The bidirectional causal relationship between cognitive function and depressive symptoms could be explained by the cognitive theory of depression. It posits that people’s thoughts, inferences, attitudes, and explanations, as well as the way they process and recall information, were associated with their risk for depression.104 The relationship between biased cognitive processing and depressive disorder involves three mechanisms: the inhibitory process and defects of working memory, the rumination to negative emotions and events, and the inefficiency in regulating negative emotions.104 Somatic symptoms of depression such as fatigue or attention deficits are also early indicators of cognitive decline.20

It is worth noting that we only tested one possible mechanism of the reciprocal relationship between depression and cognition, and we found that the mediating effect of sleep quality, although statistically significant, can only explain a small portion of the direct effect. Therefore, we cannot determine whether this reciprocal effect over time is mainly caused by depression and cognition per se, or by their effects on potential psychosomatic processes, such as worsened sleep quality, or other mechanisms. Previous research also notices that the process of reciprocal cognition-depression relationship might involve a “mediator chain” that includes many psychosomatic markers, such as cerebrovascular risk factors,107 ruminations,106 perceived stress and sleep quality.105 The mediating effect of sleep quality found in this study may be just one of many steps between cognition and depression. Further research is needed to address this issue.

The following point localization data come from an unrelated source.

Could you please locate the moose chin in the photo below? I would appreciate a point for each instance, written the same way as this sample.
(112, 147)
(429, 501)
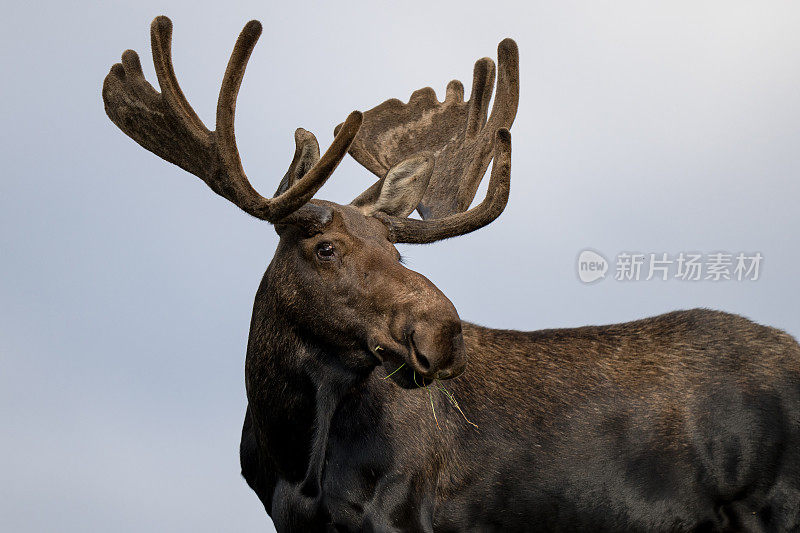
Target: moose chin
(373, 407)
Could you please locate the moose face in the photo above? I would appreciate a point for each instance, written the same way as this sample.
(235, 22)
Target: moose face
(336, 274)
(343, 283)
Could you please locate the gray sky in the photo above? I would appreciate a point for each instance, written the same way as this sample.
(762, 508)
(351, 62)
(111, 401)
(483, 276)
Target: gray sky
(126, 286)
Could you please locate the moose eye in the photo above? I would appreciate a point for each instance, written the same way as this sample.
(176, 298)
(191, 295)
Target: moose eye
(326, 251)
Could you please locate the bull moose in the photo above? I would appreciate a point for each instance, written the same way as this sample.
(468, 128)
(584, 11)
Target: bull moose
(373, 407)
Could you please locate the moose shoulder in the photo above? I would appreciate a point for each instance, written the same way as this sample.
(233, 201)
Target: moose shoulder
(373, 407)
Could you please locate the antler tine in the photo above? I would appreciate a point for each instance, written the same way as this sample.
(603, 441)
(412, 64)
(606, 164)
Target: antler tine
(460, 134)
(506, 100)
(165, 124)
(161, 45)
(414, 231)
(482, 87)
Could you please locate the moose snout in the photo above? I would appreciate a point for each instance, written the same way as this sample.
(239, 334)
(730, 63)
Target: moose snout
(436, 350)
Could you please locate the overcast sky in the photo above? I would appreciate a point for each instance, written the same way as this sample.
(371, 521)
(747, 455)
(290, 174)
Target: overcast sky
(126, 286)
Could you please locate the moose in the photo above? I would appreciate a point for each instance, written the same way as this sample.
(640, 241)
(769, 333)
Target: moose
(373, 407)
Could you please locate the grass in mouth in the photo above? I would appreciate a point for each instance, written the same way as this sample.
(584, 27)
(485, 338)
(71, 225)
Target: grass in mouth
(447, 394)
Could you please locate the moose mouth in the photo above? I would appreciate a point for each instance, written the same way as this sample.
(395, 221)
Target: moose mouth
(406, 366)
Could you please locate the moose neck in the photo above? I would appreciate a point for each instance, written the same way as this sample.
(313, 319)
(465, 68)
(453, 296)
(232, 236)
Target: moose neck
(294, 386)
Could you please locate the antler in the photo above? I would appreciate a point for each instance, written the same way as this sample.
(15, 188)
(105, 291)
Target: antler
(165, 124)
(462, 140)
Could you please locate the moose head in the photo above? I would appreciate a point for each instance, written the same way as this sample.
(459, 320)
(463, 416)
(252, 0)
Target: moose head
(336, 276)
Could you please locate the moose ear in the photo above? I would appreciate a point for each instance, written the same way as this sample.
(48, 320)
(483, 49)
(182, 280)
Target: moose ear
(306, 154)
(401, 190)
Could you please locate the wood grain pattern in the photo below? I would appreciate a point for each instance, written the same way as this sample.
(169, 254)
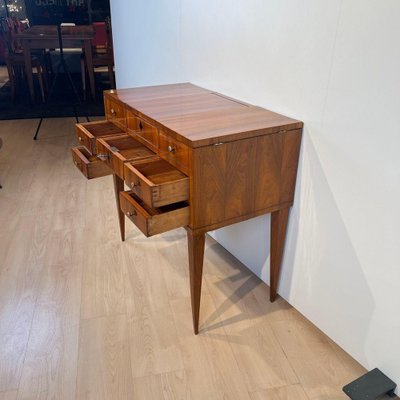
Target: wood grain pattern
(104, 368)
(115, 151)
(156, 182)
(89, 165)
(143, 131)
(57, 233)
(196, 257)
(119, 187)
(279, 220)
(172, 385)
(88, 132)
(199, 117)
(283, 393)
(115, 112)
(10, 395)
(322, 377)
(152, 221)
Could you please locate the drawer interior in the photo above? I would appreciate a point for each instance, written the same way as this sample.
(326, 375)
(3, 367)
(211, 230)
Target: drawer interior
(87, 154)
(128, 147)
(154, 220)
(89, 164)
(158, 171)
(102, 128)
(153, 211)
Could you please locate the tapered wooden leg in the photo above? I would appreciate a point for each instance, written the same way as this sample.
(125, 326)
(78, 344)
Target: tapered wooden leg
(278, 234)
(119, 187)
(196, 257)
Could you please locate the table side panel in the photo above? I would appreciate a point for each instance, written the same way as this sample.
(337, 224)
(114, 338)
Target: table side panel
(243, 177)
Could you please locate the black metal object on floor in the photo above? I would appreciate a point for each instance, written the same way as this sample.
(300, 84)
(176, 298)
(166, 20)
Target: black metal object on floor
(370, 386)
(64, 66)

Several limitations of this study should be noted. First, a prerequisite for causal inferences in CLPM is that all possible false sources should be excluded. We have controlled a limited number of important covariates, but some unmeasured covariates, such as physical health status,100 have not been adjusted. Second, Due to data collection limitations, sleep quality in this study might be underreported because this study only used a self-report question to assess sleep quality. Sleep quality is a complex construct to evaluate empirically, and yet self-reported subjective sleep quality is commonly used in studies as their only measurement. Further studies should include both subjective and objective measures when examining sleep quality in older adults.108 Third, the five-item version of the depressive symptoms scale in this study was a crude measurement and contains only 5 items about symptoms of depression. However, these five items represent the most important aspects of depressive symptoms and have been used in many previous studies.77–80

Conclusion

In summary, by adopting 10-year cross-lagged longitudinal data from the CLHLS demonstrated in Chinese OAs, we found that there was a negative bidirectional causality relationship between cognitive function and depressive symptoms, and the prospective cognition-depression relationship was partially mediated by sleep quality. Our results indicate lower cognitive function cause higher subsequent depressive symptoms partly through the worsening of sleep quality. Both depression and cognitive degeneration are major mental health challenges of contemporary Chinese OAs, and both are accompanied by sleep disturbance. Considering the reciprocal relationship between them, multidisciplinary interventions that try to relieve depression, maintain or delay the progress of cognitive degradation, or related risk factors, such as sleep quality, may contribute to the cognitive and mental health of OAs. More studies are needed to reveal the underlying pathways between depression and cognition to interrupt the possible vicious cycle between depression and cognitive degeneration.